Sorry I'm late, but I've been tired and demotivated lately.
July 10
[Aberrant] "The Voices of Clytemnestra" (the OpNet identity of Utopian nova Corby Carter) discourse.
It's entirely possible that Clytemnestra is still known as a "blogger" in a world where the Web was replaced by the OpNet. After all, the term "weblog" was invented in
1997, and "blog" was coined in early 1999. That could be just a rounding error of history.
"Objective Clytemnestra" talks about the Washington Post's recent connection of Mark Anthony Green to the Institute for Historical Review (a Holocaust-denial group) and calls Green's response a doctrine of original virtue: "One man, however fiercely he supports the propaganda of another, bears no responsibility for that other man's crimes."
The response in question was a statement of "'regret' for the 'insensitivity' of his youth" and the observation: "The people of the institute are historians; would you have some kind of original sin attach to them from a 20th century war?" (My answer is "Given that they're attempting to whitewash the reputation of that war's nigh-unquestionable villains, yes I fucking would.")

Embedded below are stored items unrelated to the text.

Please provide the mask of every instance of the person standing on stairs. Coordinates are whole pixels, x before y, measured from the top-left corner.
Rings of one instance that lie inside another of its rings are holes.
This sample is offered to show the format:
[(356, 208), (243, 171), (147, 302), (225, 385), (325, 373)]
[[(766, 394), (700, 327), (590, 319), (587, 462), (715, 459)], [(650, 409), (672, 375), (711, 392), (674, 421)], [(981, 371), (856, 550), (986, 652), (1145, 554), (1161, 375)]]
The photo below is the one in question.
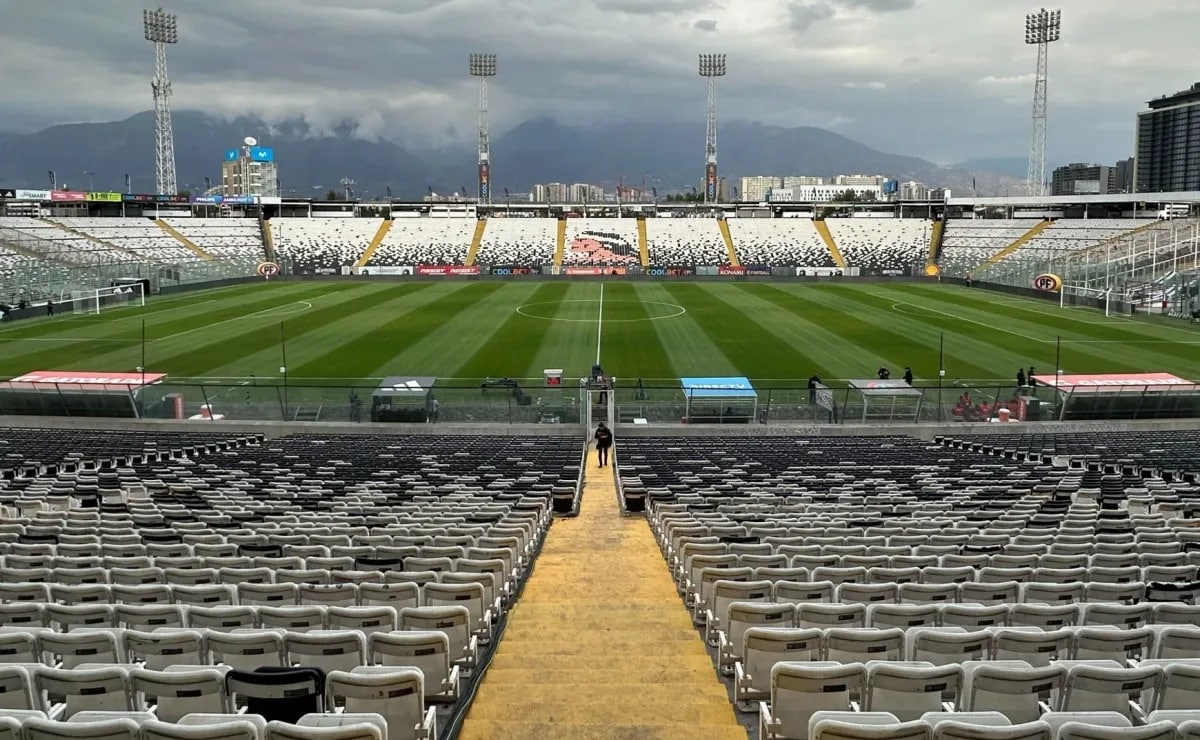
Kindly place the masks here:
[(612, 447), (613, 434), (612, 431), (604, 426), (604, 422), (596, 427), (596, 433), (592, 435), (596, 440), (596, 455), (600, 458), (600, 467), (608, 465), (608, 450)]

In contrast, "Narrative Clytemnestra" mentions that one Jules Courtnay, an André Corbin fanboy who carried his admiration of the Bender to the point of imitation, was arrested last month for killing his wife (in imitation of Corbin's alleged murder of Slider): "If Corbin's the innocent victim here, Jules has... struck out on his own and started redefining what being André Corbin means. If the sporty, nova-ish guy can't keep up, too bad." Finally, "Emotional Clytemnestra" sums up its opinion of original virtue with a quasi-paraphrase of Nietzsche: "If you wave your pom-poms for the monsters long enough, eventually you get to play on the monster team."
There's a certain irony there. Contrary to his
optimistic statements on N-Day, candidate Portman is not 100% sanguine about how all novas will interact with baselines, and "Corb" (as Carter's
delightful boot-slaves friends call him) is on his list of those to watch.
It started after N-Day, when Portman's wife Jennifer had to become something of an expert on novas purely in self-defense, as her poli-sci and history students interrupted her classes with nova-, Fireman- and quantum-power-related questions. Her old and new fields of study led her to conclude that hyperintelligent novas, "sphinxes" as she called them, would truly transcend their humanity, and would probably be unable to avoid rearranging human society to their liking. She told Randel about her theory, and they've opposed possible sphinx manipulations as best they can ever since.
They suspect Corb of being an "adder", a tool of the sphinxes, or a "smart egg", an incipient sphinx. The second guess is correct. His 2006 self-publication,
Principles for an Ethical Society, lays out in public a proposal for the sort of societal reorganization that a full sphinx would conduct with discretion, and carries encoded in its complicated mathematical proofs a subliminal sales pitch. It also carries a hidden message from its caterpillar to any butterflies that may read it:
I know I am as a child to you. Before you attempt to interfere, please remember that the mass of humanity is much less than a child to you. You may grow lonely for my company in time.
All in all, it carries the feel of early Borgstromancy about it, from the period where RSean/RebeccaS were just starting to weave their spells.